Chapter 8

40.9K 1.9K 10
                                    

Dia Milikku

Takdir apa yang sedang Tuhan permainkan
Koyakan hatiku kemarinpun belum sempurna ku kumpulkan
Apa kini Tuhan bersiap mengoyak hatiku lagi
Tuhan
aku takkan sanggup untuk kedua kalinya
-Arsyad-

Ruang Poli Bedah Jantung

Tidak seperti biasanya Jakarta dihujani oleh air langit, kali ini cukup deras hingga mampu menyembunyikan jeritan hati seorang pria yang tengah menatap kosong dari ruang kerjanya.

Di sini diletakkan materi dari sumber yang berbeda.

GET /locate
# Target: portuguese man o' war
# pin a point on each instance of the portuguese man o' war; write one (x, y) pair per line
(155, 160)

Menatap rintikan itu membasahi tubuh-tubuh yang tengah berlarian diluar sana. Sebuah senyum disunggingkannya saat menatap anak-anak kecil berlarian dikejar ibunya, saat ia sedang melarikan diri agar bisa bermain hujan. Batinnya menjerit, andaikan ia mampu memberikan kebahagiaan yang sama pada seorang anak yang namanya enggan ia sebutkan.

"Dok, dipanggil pak direktur ke ruangannya, katanya dokter di telpon gak di angkat." Ucap salah satu perawat yang bertugas dipoli.

"Ya, saya akan segera kesana."

...

Perawat pun meninggalkan Arsyad yang masih mematung, tapi tidak lama ia bergegas menemui sang papa ke lantai 15. Percakapan antara dirinya dan sang papapun dimulai dengan membahas kejadian di Instalasi Gawat Darurat.

"Masuk nak, papa tidak akan berbasa-basi denganmu. Pertama, jangan bawa Faqih dan Dilla ke Kedisiplinan, mereka melakukan sekuat tenaga demi menyelamatkan pasien itu. Kedua, pulanglah... apa kau tidak merindukan kami ? apa kau tidak merindukan suasana rumah ?"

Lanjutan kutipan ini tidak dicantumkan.